129 R and Python visualization

Gilberto Garcia Perez

These are the R libraries that we will be using for plotting and intermediate tasks.

# Required R packages
library(tidyverse)
library(ggplot2)
library(vcd)
library(RColorBrewer)
library(GGally)

Correspondingly, these are the Python packages that we will use for plotting and intermediate tasks.

# Required Python libraries
import matplotlib.pyplot as plt
import numpy as np
import seaborn as sns
import statsmodels.api as sm

129.1 Introduction

This document aims to provide a quick reference guide for the different data visualization options available in R and Python, in a way that people familiarized with one of these languages can easily find the right syntax for making a specific kind of plot in the other language. In this manner, I hope experienced programmers may benefit from levering their knowledge in the other language to reduce their learning curve related to syntactic differences, as well as identify the limitations one encounters in the other environment.

Given the widespread use of the ggplot2 library for the R Language, we will focus entirely on it, but the reader should know that the same plots can also be generated in Base R, although probably with a lot more work. In regards to Python, we will be making extensive use of two related packages, matplotlib and seaborn. The former is the most widely package used for plotting in Python, but the latter is improving everyday and it generates nice looking with a few lines of code, just as ggplot2 does in the R universe. Nonetheless, matplotlib is more suited for people who wish to control very specific aspects of their charts.

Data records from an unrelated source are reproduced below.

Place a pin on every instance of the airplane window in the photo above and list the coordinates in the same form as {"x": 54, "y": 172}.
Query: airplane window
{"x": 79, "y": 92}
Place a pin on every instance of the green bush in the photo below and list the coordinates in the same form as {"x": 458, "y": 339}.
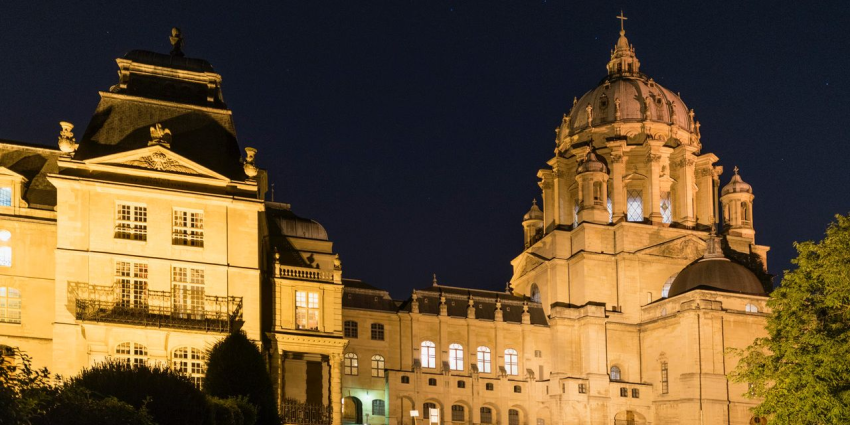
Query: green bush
{"x": 170, "y": 398}
{"x": 235, "y": 367}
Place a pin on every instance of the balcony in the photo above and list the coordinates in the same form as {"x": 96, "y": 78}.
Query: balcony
{"x": 158, "y": 309}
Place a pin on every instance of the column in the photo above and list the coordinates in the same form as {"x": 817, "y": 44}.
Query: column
{"x": 336, "y": 388}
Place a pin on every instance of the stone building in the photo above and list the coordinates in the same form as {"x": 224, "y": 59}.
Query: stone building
{"x": 151, "y": 239}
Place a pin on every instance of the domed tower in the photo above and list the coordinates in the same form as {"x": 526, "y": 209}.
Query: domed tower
{"x": 737, "y": 204}
{"x": 532, "y": 224}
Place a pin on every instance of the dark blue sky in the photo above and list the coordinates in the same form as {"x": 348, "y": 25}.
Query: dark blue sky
{"x": 413, "y": 130}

The list is not meant to be exhaustive, as there are many plots for which libraries do not exist in the other language to generate them. Of course, if needed, one can resort to base R or matplotlib to create them, but that would take many lines of code and it is out of the scope of this reference guide.

Finally, in order to not clutter much the syntactic aspects of the code, we will refrain from customizing a lot the plots (i.e. adding many labels, titles, colors, and other minor aspects).

129.1.1 Histograms

# R code
set.seed(5) # set seed for reproducibility purposes

# We generate a normal random sample
normal_sample <- data.frame(rnorm(1e3, mean=10, sd=2)) %>%
  setNames(c('x'))

normal_sample %>% 
  ggplot(aes(x=x)) +
  geom_histogram(bins = 30, closed='left') +
  labs(x='Normal random sample',
       y='Count',
       title='Example of histogram') +
  theme(plot.title = element_text(hjust = 0.5)) # Centers title

It is worth noting that we can call variables from R to Python and viceversa, a functionality that we will be exploiting to generate the plots in both environments with the same data.

# Python code
normal_sample = r.normal_sample # converts R dataframe to Python dataframe
sns.reset_orig()
plt.clf()
plt.hist(normal_sample['x'], bins=30);
plt.xlabel('Normal random sample')
plt.ylabel('Count')
plt.title('Example of histogram')
plt.show()

129.1.2 Boxplots

# R code
data(mtcars)

mtcars %>% 
  ggplot(aes(x=as.factor(cyl), y=mpg)) + 
    geom_boxplot() + 
    labs(x='cyl',
         y='mpg',
         title='Example of boxplots') + 
    theme(plot.title = element_text(hjust = 0.5))

# Python code
mtcars = r.mtcars
sns.set_style("darkgrid")
plt.clf()
sns.boxplot(x="cyl", y="mpg", data=mtcars)
plt.xlabel('cyl')
plt.ylabel('mpg')
plt.title('Example of boxplots')
plt.show()

129.1.3 Q-Q plots

# R code
normal_sample <- rnorm(1e3, 10, 2)
qqnorm(normal_sample)
qqline(normal_sample, col = "red")

# Python code
normal_sample = np.array(r.normal_sample) # Converts it to numpy array
sns.reset_orig()
plt.clf()
sm.qqplot(normal_sample, fit=True, line="45")
plt.title('Normal Q-Q Plot')
plt.show()

129.1.4 Bar plots

# R code
data("Titanic")
titanic <- as.data.frame(Titanic)

titanic %>% 
  ggplot(aes(x = Class, y = Freq)) + 
  geom_col() +
  labs(title='Example of bar plot') + 
  theme(plot.title = element_text(hjust = 0.5)) # Centers title

For the Python plot, we have to summarize the data before because the R routine does it automatically.

# Python code
titanic = r.titanic
titanic_sum = titanic.groupby('Class').sum().reset_index()

sns.set_style("darkgrid")
plt.clf()
sns.barplot(x="Class", y="Freq", data=titanic_sum, ci=None)
plt.title('Example of bar plot')
plt.show()

129.1.5 Cleveland dot plots

# R code
data(seattlepets, package = "openintro")
seattlepets <- seattlepets %>%
  mutate(species = factor(species)) %>%
  filter(species == "Dog") %>%
  filter(!is.na(animal_name)) %>%
  group_by(animal_name) %>%
  summarize(freq = n()) %>%
  top_n(freq, n=20) %>%
  slice(1:20)

ggplot(seattlepets, aes(x = freq, y = fct_reorder(animal_name, freq))) +
  geom_point(size = 3, color = "SteelBlue") +
  labs(x="Count",
       y = "Name",
       title="Example of Cleveland dot plot") +
  theme_linedraw() +
  theme(panel.grid.major.x = element_blank(),
        panel.grid.minor.x = element_blank()) +
  theme(plot.title = element_text(hjust = 0.5))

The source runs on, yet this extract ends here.